上記anti−IRES配列に対するanti−anti−IRES配列の相補塩基長としては、6以上、12以下が好適である。当該相補塩基長が6以上であれば、リガンドが存在しているときにanti−anti−IRES配列がanti−IRES配列とより確実に相補鎖を形成してanti−IRES配列の働きを阻害し、IRES依存性の翻訳を有効に進行せしめることが可能になる。また、当該相補塩基長が12以下であれば、リガンドの不存在時にanti−IRES配列がanti−anti−IRES配列から脱離し、より確実にIRESに結合して不活性化することが可能になる。
上記モジュレータ配列がアプタマー配列の一部のみならず、anti−anti−IRES配列の一部とも相補的二重鎖を形成する場合、その相補塩基長としては、5以下が好適である。モジュレータ配列のanti−anti−IRES配列の一部に結合する部分の塩基配列は、anti−IRES配列の一部と同一にならざるを得ない。よって、上記相補塩基長が過剰に長いと、モジュレータ配列自体がIRESに結合し、IRES配列依存性の翻訳を阻害するおそれがあり得る。しかし上記相補塩基長が5以下であれば、かかる阻害を有効に抑制することができる。
上記アプタマー配列の一部に対するモジュレータ配列の相補塩基長としては、4以上、8以下が好適である。当該相補塩基長が4以上である場合、リガンドが存在しないときにモジュレータ配列がアプタマー配列へより確実に結合し、IRES依存性の翻訳を有効に抑制できる。一方、当該相補塩基長が8以下である場合には、リガンドの存在によるアプタマーの三次元構造変化に応じてモジュレータ配列がアプタマー配列からより確実に脱離し、anti−anti−IRES配列とanti−IRES配列との結合を抑制せず、ひいてはIRES依存性の翻訳を促進することができる。即ち、当該相補塩基長が4以上、8以下である場合には、リガンドによるIRES依存性の翻訳のオン−オフスイッチが非常に有効に働く。

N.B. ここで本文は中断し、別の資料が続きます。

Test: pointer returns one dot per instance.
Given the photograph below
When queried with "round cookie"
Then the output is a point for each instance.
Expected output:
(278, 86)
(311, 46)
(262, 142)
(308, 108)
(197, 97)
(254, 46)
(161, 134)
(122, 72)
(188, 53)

但し、アプタマー配列の一部とモジュレータ配列との好適な相補塩基長は、アプタマーの配列にも依存する。よって、同様の好適な態様は、モジュレータ配列ステムループ構造の安定性によって定めることが好ましい。かかる基準として、モジュレータ配列ステムループ構造のギブズ自由エネルギー(ΔG)が−17.5kcal/mol以上、−8.5kcal/mol以下である場合が好適である。上記で述べた理由と同様に、リガンドの存在・不存在によるモジュレータ配列ステムループ構造、即ちモジュレータ配列とanti−anti−IRES配列の一部およびアプタマー配列の一部との結合と脱離が明確となり、リガンドによるIRES依存性の翻訳のスイッチが非常に有効に働く。
上記IRESとしては、チャバネアオカメムシ腸管ウィルスのものが好適であり、また、anti−IRES配列としては、チャバネアオカメムシ腸管ウィルスのIRESの三次元構造における偽結節IIIまたはステムループVに結合可能なものが好適である。これらIRESとanti−IRES配列の優れた効果は、後述する実験により実証されている。
本発明に係るDNA分子は、上記RNA分子をコードするものであり、且つ当該コード領域の上流にプロモータ配列を有することを特徴とする。
本発明に係る目的遺伝子の真核細胞における発現を制御するための第一の方法は、上記RNA分子またはDNA分子を真核細胞の抽出物と混合し、反応させる工程を含むことを特徴とする。
また、本発明に係る目的遺伝子の真核細胞における発現を制御するための第二の方法は、上記DNA分子を真核細胞にトランスフェクションする工程;および、真核細胞にリガンドを導入することにより、内部リボソーム結合サイトを活性化する工程を含むことを特徴とする。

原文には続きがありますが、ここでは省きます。